Rosell aporta otra capa al debate. «Muchas críticas al reguetón son, en el fondo, críticas al cuerpo y a quién tiene derecho a exhibirlo». Cuando alguien tacha el género de vulgar, añade, «se está diciendo que no le gusta cómo se mueve ese cuerpo». El perreo no es solo un baile sexualizado, es una ocupación de gesto político. Caderas que se rozan, pelvis que marcan el ritmo, mujeres que miran amenazantes a la cámara: todo ello altera jerarquías tradicionales sobre quién desea y quién es deseado.
Y genera equívocos. Martínez advierte de que el espectador puede confundir ficción y realidad, interpretar la provocación escénica como modelo relacional. El juego del «te ofrezco y no puedes tenerlo» —tan visible en artistas como Nicki Minaj o Bad Gyal— funciona como inversión de poder, pero también como combustible para dinámicas problemáticas cuando se descontextualiza.
También se palpa la diferencia generacional. Para quienes crecieron en el siglo XX, mostrar el cuerpo implicaba posicionamiento moral. Para las nacidas después de 2000, el cuerpo forma parte natural de la identidad pública. Hay mayor libertad para entenderlo como expresión, aunque conviva con trastornos alimentarios y presiones estéticas intensificadas por redes sociales. El canon no se ha diluido, se ha extremado. Lo que antes era 90-60-90 hoy puede ser un tiovivo de curvas imposibles.

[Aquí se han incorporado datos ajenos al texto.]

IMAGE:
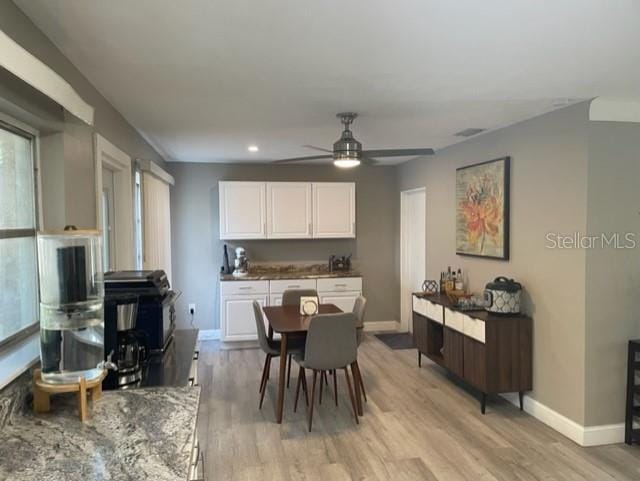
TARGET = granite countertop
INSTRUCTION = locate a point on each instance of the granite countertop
(142, 434)
(269, 272)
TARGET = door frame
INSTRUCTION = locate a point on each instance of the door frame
(112, 158)
(405, 326)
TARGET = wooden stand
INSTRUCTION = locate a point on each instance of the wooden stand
(42, 391)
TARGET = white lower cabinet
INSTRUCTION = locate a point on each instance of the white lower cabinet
(237, 320)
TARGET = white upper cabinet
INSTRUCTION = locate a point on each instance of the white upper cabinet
(289, 210)
(243, 211)
(334, 209)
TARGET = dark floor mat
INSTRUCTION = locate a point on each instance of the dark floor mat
(397, 340)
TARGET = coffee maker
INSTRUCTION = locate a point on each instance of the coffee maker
(241, 263)
(124, 346)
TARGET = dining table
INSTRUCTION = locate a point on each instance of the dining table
(287, 321)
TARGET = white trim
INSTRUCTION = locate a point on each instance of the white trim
(33, 71)
(381, 326)
(20, 357)
(582, 435)
(614, 110)
(109, 156)
(157, 171)
(209, 335)
(403, 196)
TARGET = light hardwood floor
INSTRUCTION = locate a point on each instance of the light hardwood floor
(417, 425)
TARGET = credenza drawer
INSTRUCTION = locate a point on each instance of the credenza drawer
(454, 320)
(474, 328)
(420, 306)
(230, 288)
(428, 309)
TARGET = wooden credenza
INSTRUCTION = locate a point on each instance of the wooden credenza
(492, 353)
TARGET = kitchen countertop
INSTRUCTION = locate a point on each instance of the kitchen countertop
(142, 434)
(270, 272)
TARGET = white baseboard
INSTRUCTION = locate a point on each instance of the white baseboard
(381, 326)
(209, 335)
(582, 435)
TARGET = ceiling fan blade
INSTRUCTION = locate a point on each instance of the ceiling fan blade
(318, 148)
(397, 152)
(301, 159)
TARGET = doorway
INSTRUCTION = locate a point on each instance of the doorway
(413, 207)
(108, 220)
(114, 205)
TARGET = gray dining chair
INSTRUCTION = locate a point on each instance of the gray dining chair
(291, 297)
(271, 348)
(359, 308)
(331, 344)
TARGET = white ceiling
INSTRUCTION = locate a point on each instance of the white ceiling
(203, 79)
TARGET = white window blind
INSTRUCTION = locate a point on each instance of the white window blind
(18, 269)
(156, 215)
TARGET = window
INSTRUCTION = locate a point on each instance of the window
(18, 267)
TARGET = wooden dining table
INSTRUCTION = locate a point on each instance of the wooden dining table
(287, 321)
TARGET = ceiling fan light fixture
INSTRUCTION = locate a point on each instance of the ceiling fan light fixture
(346, 163)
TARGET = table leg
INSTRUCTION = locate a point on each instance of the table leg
(356, 381)
(282, 377)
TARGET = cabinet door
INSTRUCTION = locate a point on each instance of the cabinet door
(453, 351)
(334, 209)
(475, 363)
(344, 300)
(420, 332)
(237, 321)
(289, 210)
(243, 212)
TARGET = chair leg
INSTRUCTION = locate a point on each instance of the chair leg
(264, 388)
(364, 394)
(305, 388)
(313, 393)
(263, 380)
(300, 374)
(351, 396)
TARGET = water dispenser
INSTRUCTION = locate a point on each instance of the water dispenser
(71, 306)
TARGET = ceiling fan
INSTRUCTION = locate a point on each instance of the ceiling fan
(347, 151)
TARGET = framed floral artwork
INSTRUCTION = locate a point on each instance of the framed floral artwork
(482, 209)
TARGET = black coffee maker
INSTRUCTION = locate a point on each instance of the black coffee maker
(124, 346)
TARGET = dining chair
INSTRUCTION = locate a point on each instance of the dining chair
(271, 348)
(291, 297)
(331, 344)
(359, 308)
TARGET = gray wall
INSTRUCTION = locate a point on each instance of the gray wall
(548, 194)
(67, 144)
(197, 250)
(613, 275)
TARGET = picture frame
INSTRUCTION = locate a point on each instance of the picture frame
(482, 209)
(309, 305)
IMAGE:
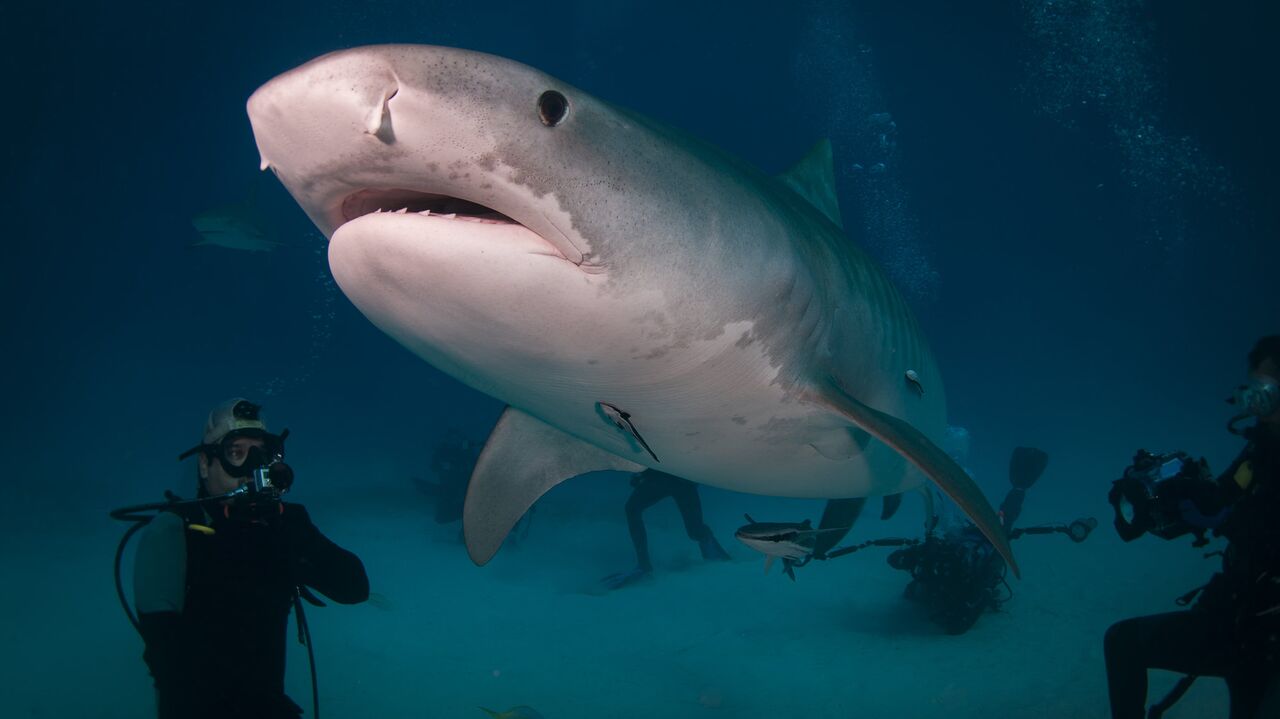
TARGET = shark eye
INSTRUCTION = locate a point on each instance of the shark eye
(552, 108)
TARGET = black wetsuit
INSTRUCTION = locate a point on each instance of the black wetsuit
(222, 651)
(650, 488)
(1224, 633)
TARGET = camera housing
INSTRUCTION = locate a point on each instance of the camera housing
(1153, 491)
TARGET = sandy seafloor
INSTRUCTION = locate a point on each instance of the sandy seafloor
(696, 640)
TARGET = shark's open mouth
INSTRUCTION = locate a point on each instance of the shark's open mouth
(370, 201)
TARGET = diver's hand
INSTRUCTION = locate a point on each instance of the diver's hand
(282, 476)
(624, 578)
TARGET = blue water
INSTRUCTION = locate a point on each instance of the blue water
(1075, 197)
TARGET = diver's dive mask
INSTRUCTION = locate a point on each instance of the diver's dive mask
(242, 458)
(1260, 398)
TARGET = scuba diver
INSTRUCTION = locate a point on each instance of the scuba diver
(956, 573)
(215, 577)
(1233, 630)
(650, 488)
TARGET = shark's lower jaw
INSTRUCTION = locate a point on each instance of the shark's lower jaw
(373, 201)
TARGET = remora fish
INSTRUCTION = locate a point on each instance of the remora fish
(790, 541)
(558, 252)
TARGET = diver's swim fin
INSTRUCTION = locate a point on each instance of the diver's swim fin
(521, 461)
(1025, 466)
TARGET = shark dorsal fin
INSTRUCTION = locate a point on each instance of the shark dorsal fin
(814, 179)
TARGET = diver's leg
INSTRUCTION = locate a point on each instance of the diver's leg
(685, 493)
(1191, 642)
(643, 497)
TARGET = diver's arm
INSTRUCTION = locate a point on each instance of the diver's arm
(159, 594)
(1208, 509)
(320, 563)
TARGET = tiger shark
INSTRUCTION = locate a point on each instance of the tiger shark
(635, 296)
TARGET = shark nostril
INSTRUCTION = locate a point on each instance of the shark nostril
(379, 120)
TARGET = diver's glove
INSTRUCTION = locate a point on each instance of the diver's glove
(624, 578)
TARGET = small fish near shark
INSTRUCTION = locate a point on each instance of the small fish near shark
(567, 256)
(232, 227)
(790, 541)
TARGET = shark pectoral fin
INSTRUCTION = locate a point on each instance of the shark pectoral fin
(837, 518)
(814, 179)
(521, 461)
(936, 463)
(891, 503)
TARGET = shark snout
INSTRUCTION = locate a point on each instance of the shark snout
(304, 118)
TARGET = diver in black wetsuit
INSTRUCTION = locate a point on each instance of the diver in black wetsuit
(214, 587)
(1234, 630)
(650, 488)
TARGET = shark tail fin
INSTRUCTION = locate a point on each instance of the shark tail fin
(931, 459)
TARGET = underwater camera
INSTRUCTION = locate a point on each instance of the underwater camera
(1153, 494)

En este contexto, la marca propia (o self-branding, siguiendo la costumbre de sucumbir al término inglés) se convierte en herramienta y riesgo. La diva hiperbólica no solo canta: es un sello, es narrativa, es universo visual. Pero, como apunta Martínez, muchas veces lo que se construye no es la persona sino el alter ego. Ese personaje funciona como protección frente al mercado. En el mainstream, la mutación constante —de estilo, de estética, de relato— es casi obligatoria para sostener la atención. El cuerpo deviene proyecto empresarial.
Rosell lo resume con claridad: «El pop contemporáneo ha entendido que la identidad también se construye desde lo físico, no solo desde la introspección». El cuerpo ya no es lo opuesto al pensamiento, sino su extensión. En el pop urbano, la carne piensa. El sudor argumenta. El baile discute con el folclore. Y el exceso no es capricho, sino lenguaje.
Volvamos al concierto de Nathy Peluso. Cuando su figura se agiganta bajo los focos, cuando alterna vulnerabilidad y arrogancia, cuando sus piernas parecen expandirse hasta ocupar cada rincón del escenario, asistimos a una síntesis de esta época. La diva hiperbólica es teatro, mercado, deseo y estrategia. Es emancipación vigilada y disciplina voluntaria. Es espectáculo y manifiesto.
Quizá la clave no esté en decidir si es liberación o control, sino en asumir su ambigüedad. El cuerpo en el pop urbano contemporáneo es un campo de fuerzas donde chocan mercado, feminismo, tradición y cultura afrocaribeña. En la era digital, la hipérbole es la gramática dominante. Más volumen, más brillo, más dramatismo. A conciencia, sin banalidades. Y detrás, el trap, la salsa o el hip-hop.